Jane Doe has already had more than her share. As if the rape were not enough, only two days afterward, a columnist for the Daily News, Mike McAlary, wrote that she had made the whole thing up. He called her a “hoaxer…looking for publicity,” said that by “coming forward with her fiction” she had committed “a crime against all women” and predicted that for doing this she “probably will wind up getting arrested herself.”

The young woman thought back to that column by McAlary on April 28, 1994. “Right after the rape, the first couple of days, I sealed my mind off, as if it had happened in a dream. Then a counselor showed me the article, said it was better to see it from her. I couldn’t believe it. It was like a sucker punch.”

She paused a few seconds as the memory took over. She pulled in a deep breath and through almost clenched teeth, she said, “How could someone who didn’t know me attack me like that? I asked myself, what did I do to deserve this?”

She has no money to speak of and her parents, too, are of modest means, but she has decided nonetheless to fight for her dignity, to strike back against the Daily News and McAlary by bringing a libel suit against them. She found an attorney of skill but, more important, of character. Martin Garbus took the case on a contingency basis, which means he will be paid only if he and she can endure the Daily News’ apparent intention to drag the process into infinity.

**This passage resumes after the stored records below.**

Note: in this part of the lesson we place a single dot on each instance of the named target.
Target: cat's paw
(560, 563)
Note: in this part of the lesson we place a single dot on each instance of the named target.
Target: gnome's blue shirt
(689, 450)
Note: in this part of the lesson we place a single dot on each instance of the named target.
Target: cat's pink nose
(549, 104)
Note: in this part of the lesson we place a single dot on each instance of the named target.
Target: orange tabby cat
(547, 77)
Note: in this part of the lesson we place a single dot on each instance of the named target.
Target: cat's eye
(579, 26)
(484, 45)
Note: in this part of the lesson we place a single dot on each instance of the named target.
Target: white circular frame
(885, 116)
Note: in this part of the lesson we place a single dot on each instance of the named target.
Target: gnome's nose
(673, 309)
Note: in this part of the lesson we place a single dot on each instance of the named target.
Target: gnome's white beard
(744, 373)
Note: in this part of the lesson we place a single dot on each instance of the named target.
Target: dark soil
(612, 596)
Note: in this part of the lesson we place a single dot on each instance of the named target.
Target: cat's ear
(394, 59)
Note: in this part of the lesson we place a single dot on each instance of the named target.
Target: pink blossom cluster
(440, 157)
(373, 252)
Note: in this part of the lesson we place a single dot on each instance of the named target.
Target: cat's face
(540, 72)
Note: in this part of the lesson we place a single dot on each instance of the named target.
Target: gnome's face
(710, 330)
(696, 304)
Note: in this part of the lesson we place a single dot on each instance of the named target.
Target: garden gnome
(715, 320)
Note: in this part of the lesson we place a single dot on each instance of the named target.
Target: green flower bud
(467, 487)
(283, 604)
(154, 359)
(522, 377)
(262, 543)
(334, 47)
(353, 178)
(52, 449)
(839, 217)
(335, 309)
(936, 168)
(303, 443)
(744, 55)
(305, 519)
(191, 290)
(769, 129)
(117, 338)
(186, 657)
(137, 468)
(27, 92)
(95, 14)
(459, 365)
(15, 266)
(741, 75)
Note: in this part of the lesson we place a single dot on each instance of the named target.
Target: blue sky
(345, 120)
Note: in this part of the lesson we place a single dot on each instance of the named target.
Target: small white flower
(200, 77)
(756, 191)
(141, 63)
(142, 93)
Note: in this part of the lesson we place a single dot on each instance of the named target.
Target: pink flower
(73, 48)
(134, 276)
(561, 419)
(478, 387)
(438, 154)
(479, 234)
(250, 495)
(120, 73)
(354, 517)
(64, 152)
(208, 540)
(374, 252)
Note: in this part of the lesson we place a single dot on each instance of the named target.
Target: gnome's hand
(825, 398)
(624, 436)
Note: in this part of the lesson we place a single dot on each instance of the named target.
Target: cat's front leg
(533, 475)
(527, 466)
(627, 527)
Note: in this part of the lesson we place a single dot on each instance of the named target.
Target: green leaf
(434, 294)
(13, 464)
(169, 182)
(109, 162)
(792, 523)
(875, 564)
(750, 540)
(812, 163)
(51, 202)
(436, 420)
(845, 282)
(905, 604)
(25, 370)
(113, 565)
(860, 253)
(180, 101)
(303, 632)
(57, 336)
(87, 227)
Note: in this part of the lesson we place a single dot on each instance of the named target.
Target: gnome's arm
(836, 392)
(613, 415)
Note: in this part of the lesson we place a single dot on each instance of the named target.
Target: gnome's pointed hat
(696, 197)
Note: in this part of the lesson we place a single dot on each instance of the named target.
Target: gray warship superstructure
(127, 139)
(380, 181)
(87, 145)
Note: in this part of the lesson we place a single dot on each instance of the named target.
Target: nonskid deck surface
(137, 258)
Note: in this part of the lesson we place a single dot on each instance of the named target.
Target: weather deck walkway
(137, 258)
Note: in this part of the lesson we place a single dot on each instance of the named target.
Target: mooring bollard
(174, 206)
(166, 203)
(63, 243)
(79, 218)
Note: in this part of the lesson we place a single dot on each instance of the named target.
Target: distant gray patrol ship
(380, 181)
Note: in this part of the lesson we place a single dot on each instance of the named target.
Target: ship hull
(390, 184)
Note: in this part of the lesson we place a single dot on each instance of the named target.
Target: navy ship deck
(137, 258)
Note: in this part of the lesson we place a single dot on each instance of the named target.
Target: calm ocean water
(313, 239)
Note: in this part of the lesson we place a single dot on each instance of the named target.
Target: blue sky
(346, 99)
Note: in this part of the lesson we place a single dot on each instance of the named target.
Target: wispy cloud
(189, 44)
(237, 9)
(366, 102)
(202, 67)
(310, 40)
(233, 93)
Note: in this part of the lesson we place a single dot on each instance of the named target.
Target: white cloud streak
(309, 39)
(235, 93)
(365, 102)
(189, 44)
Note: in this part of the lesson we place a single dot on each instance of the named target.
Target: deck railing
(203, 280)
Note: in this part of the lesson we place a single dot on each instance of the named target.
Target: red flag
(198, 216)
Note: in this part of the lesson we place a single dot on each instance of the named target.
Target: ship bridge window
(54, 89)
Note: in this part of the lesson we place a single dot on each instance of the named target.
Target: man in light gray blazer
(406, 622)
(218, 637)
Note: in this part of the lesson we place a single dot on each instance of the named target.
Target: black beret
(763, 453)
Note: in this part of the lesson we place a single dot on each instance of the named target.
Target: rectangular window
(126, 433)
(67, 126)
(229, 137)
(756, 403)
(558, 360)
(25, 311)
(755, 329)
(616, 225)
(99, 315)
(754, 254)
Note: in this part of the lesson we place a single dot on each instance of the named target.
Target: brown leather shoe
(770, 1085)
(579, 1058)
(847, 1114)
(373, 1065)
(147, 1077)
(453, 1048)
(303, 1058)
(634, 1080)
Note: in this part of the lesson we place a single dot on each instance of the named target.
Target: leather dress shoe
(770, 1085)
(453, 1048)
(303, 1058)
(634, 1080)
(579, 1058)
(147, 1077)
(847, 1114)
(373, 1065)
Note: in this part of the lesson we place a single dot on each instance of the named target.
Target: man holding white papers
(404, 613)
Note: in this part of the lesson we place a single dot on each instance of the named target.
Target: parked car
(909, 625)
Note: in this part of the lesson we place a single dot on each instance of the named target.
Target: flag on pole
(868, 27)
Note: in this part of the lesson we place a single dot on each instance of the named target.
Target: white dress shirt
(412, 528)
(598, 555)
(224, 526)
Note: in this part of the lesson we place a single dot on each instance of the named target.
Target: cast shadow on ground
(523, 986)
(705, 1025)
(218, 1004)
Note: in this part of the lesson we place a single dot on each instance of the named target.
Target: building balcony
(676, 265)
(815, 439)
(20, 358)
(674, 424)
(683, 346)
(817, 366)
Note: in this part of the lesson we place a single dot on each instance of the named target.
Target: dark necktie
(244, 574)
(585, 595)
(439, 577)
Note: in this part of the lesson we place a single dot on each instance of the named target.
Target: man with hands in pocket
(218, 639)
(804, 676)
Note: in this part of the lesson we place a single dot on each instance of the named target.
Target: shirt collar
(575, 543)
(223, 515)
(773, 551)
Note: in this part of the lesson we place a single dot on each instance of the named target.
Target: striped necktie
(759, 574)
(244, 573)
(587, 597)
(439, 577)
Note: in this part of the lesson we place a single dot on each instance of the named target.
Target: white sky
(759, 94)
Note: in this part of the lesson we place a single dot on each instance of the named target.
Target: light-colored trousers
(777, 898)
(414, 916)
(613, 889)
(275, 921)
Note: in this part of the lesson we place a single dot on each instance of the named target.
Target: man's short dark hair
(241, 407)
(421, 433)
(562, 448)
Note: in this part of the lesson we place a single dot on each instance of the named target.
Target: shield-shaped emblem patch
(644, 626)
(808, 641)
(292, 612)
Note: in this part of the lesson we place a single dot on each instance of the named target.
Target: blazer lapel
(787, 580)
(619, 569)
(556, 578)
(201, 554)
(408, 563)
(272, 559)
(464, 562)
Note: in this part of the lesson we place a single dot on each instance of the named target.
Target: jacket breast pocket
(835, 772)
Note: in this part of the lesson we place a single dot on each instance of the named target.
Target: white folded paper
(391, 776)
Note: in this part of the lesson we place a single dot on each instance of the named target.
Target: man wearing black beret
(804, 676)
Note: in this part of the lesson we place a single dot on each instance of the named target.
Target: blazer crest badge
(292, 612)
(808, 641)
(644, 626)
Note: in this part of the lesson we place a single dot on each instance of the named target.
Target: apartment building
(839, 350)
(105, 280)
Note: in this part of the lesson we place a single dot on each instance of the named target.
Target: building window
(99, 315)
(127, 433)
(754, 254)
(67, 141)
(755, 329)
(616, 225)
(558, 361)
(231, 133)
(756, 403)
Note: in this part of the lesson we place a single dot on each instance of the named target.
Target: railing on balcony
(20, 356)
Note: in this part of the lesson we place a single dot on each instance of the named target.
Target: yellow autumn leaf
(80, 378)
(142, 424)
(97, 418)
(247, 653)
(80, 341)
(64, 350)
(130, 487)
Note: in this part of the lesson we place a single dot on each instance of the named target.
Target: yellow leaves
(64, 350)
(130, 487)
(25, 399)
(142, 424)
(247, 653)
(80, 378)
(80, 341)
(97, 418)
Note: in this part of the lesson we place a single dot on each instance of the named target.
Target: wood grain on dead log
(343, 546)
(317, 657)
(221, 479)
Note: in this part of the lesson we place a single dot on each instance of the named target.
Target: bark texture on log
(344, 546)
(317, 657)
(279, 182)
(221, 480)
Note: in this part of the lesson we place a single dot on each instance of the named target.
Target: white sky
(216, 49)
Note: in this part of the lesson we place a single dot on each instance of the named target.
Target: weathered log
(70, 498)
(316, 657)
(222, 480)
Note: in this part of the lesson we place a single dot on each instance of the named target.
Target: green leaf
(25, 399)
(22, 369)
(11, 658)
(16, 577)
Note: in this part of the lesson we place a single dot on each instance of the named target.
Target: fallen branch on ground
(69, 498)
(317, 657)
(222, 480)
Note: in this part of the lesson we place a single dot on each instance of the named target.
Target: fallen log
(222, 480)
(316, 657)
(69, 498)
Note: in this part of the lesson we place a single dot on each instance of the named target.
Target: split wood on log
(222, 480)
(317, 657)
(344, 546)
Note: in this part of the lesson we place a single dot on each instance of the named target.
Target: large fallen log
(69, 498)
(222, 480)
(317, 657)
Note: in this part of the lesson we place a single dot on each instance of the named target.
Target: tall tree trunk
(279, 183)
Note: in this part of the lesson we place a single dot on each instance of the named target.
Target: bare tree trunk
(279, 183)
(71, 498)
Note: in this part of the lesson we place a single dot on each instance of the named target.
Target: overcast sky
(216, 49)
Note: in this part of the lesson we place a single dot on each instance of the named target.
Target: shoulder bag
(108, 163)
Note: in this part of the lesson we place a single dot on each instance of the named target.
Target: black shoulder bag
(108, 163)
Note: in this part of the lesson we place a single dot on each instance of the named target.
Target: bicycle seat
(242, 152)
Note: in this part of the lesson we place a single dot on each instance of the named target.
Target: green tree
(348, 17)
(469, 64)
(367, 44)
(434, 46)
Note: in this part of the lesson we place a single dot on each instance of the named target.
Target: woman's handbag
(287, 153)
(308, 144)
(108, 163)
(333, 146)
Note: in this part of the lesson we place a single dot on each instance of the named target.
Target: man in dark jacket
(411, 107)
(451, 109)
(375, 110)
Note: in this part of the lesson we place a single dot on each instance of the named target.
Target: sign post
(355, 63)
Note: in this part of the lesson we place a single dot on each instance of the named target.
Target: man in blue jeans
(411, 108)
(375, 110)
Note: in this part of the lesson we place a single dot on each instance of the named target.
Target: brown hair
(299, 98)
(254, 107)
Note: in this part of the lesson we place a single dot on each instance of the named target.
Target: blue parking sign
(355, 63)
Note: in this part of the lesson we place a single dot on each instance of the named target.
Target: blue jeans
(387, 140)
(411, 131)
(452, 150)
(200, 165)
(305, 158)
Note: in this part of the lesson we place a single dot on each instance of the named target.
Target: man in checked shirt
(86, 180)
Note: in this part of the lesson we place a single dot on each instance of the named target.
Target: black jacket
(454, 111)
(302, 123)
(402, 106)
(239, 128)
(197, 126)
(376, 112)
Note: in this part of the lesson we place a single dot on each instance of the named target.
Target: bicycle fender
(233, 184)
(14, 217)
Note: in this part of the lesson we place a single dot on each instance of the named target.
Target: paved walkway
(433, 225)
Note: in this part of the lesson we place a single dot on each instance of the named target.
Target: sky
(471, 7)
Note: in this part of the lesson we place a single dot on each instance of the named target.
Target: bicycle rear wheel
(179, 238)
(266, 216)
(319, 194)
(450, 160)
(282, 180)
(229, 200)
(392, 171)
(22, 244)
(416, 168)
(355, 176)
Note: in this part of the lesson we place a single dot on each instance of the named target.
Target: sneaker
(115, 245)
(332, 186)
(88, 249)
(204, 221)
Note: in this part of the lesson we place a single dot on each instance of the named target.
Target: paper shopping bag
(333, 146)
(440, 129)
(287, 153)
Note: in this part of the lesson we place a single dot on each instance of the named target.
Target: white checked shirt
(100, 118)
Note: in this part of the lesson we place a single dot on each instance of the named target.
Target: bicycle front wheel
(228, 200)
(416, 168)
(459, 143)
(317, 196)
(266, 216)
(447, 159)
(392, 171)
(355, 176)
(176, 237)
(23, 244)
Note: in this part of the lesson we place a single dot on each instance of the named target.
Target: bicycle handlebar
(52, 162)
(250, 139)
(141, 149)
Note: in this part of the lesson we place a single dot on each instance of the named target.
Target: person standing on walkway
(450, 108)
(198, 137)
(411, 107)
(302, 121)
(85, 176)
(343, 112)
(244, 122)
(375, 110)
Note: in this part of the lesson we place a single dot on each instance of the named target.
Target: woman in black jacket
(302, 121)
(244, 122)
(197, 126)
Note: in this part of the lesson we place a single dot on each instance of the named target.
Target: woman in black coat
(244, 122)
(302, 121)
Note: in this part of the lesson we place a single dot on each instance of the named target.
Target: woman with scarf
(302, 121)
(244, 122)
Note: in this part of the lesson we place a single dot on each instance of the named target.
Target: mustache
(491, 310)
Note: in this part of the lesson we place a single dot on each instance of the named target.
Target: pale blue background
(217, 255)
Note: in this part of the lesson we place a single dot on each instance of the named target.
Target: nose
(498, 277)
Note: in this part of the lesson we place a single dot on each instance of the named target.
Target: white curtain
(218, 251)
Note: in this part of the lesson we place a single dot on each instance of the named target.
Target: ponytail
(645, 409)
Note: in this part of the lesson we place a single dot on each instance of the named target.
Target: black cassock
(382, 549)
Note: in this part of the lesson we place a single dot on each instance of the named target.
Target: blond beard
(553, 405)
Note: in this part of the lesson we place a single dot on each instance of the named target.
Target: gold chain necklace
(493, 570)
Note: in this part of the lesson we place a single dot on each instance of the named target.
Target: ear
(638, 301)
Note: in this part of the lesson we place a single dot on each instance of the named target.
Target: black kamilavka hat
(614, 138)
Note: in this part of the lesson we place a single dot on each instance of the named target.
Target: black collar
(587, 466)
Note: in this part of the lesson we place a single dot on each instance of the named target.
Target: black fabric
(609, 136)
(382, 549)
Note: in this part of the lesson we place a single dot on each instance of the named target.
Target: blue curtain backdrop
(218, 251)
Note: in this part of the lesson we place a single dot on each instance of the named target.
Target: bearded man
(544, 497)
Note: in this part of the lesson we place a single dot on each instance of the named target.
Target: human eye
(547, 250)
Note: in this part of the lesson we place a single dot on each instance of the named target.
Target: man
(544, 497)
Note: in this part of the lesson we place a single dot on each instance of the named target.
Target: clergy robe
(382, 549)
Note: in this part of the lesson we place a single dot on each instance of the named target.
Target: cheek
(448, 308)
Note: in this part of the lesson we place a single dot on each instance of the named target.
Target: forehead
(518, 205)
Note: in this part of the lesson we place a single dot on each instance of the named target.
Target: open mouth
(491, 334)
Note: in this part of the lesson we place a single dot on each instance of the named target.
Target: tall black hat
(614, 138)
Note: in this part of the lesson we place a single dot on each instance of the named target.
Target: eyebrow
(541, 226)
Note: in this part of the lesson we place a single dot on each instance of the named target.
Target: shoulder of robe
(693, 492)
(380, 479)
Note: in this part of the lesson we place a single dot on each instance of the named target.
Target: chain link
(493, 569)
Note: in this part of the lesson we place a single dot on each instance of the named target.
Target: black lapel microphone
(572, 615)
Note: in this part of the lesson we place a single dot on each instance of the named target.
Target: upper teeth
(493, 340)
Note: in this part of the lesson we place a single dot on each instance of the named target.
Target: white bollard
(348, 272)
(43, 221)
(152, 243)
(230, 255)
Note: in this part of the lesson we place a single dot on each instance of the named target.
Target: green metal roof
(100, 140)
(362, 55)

McAlary didn’t stop with one column. He called her a liar in a passage of a later article and then devoted an entire second column to the rape case. This second one was even more brazen than the first. The police lab report, confirmed by the medical examiner, had shown semen on the clothing and inside the body of the woman; the finding was unequivocal. Yet McAlary, who had never contacted the woman or examined the medical evidence and whose columns relied solely on unnamed police sources, wrote flatly on May 13 that the lab had made a “mistake.” “No semen had been found,” he wrote. “At best…the substance was saliva, male or female.”

On the contrary, the police lab report said, without qualification: “The substance found in the victim’s shorts and on the [vaginal] swab is semen.”

This did not faze the Daily News hierachy. Editor Martin Dunn said: “Mike McAlary has written twice on the issue and we stand behind him.” About 30 Daily News staffers signed a petition describing McAlary’s reporting as “a disgrace” and calling on the paper to issue “a public apology” to the young woman, “as well as [to] all of our readers.”

The Daily News layers, in their public statements and i their legal answering papers, say that McAlary’s sources were “known by him to be reliable” and thus he was “completely justified” in writing the columns. The defense strategy, it would appear, is to rely on McAlary’s sources but contend that McAlary need not name them because they are confidential. A second defense seen in their papers, is to contend that all of McAlary’s accusations were protected because they were matters “of opinion.”

The young woman is enraged when she thinks about the lawyers who are spinning words that, while they don’t exactly say she wasn’t raped, end up protecting the man who did say that. She spent Jan. 25 undergoing the first of what will be several days of pretrial questioning by the News’ lawyers. “it was excruciating to sit in that room and tell them all the details of what happened and know that they’re going to try to use it all against me.”

Because she cannot yet cope with the memories of New York, this articulate, Yale-educated woman has gone home for now to live with her parents in Cincinnati. In New York, she led a rich life and was pursuing a theater career in Off-Off-Broadway productions. In Cincinnati, she said, there are “no opportunities” of this kind. She works at an office job.

“It never crossed my mind that anyone would disbelieve me,” she said. “If I don’t stand up to him, he could do this to someone else with impunity.”

Of her life now, she said softly: “Its not a good feeling to feel constantly threatened.  When I’m out in the daytime, I sense danger, so I cross the street. I prided myself on being independent. I’m not that way anymore.” She began to cry. “I can’t really live my life.”